Question: Is the National Energy Guarantee, and perhaps Josh might care to answer this, still the Government’s policy? Is it one of the areas you are looking at changing? And if this is the end of the Turnbull-Abbott era, is there any prospect of Tony Abbott joining the Ministry?

 

Scott Morrison: All of these are going into matters of detail at this stage, Dennis, that I’m not going to go into, other than to say our Government is going to put electricity prices down. We will put in place what we have said from ACCC report, which is to provide the safety net on price. We will put the big stick to ensure that the big energy companies do the right thing by you, the customers, and we will ensure that we are backing investment in new energy generation capacity.
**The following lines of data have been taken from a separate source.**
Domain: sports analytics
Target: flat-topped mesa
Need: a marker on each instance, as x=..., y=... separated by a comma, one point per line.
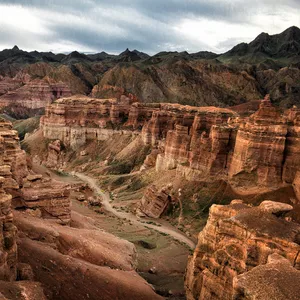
x=141, y=113
x=29, y=190
x=236, y=239
x=8, y=246
x=162, y=121
x=155, y=202
x=79, y=118
x=202, y=147
x=292, y=149
x=49, y=196
x=260, y=148
x=13, y=165
x=36, y=94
That’s what we will be doing. Specific matters of policy and any changes in that area, I will consult with my new Cabinet.

 

Question: Mr. Morrison, in your own words, why did your Party remove a sitting Prime Minister today? I think the Australian public would love to know, in your own words, why your Party removed a sitting Prime Minister.

 

Scott Morrison: Well, you’re looking at two people who did not do that today and who were very loyal and committed to the Government that we were privileged to form part of, as we had been previously under the former Government. And we will provide the stability and the unity and the direction and the purpose that the Australian people expect of us as leaders, both of our Party and as of our great nation.

 

Question: Mr. Morrison, what are your policy priorities apart from the drought?

 

Scott Morrison: Well, drought is the first thing I think I need to turn attention to but issues such as electricity prices. I mean there is…there is the continuation of consideration in that area. In healthcare, I am…I am distressed by the challenge of chronic illness in this country and those who suffer from it. Affordable medicines, aged care, Medicare, small- and medium-sized businesses, and to ensure that we are continuing to deliver the encouragement and support to that enterprise ethic that exists across our economy. There are some key early priorities. But it really does come back to those three things: keeping our economy strong, keeping Australians safe, and keeping Australians together. Okay, last question.

 

Question: [Inaudible]

 

Scott Morrison: There are some outstanding issues from the previous Government that we will continue to resolve and work through and, on that note, I think there are other things we have got to get to. We’re forming a Government. The work of government continues. I want to assure all Australians that those normal wheels are turning, we will be swearing in the new Government next week in terms of the Ministry. And as I said, Josh and I in our respective roles. As the Treasurer, I wish you well with that task. It’s a tough one, mate, I can assure you. I know you will do a great job with it. And I look forward to working with you in the future. Thank you very much.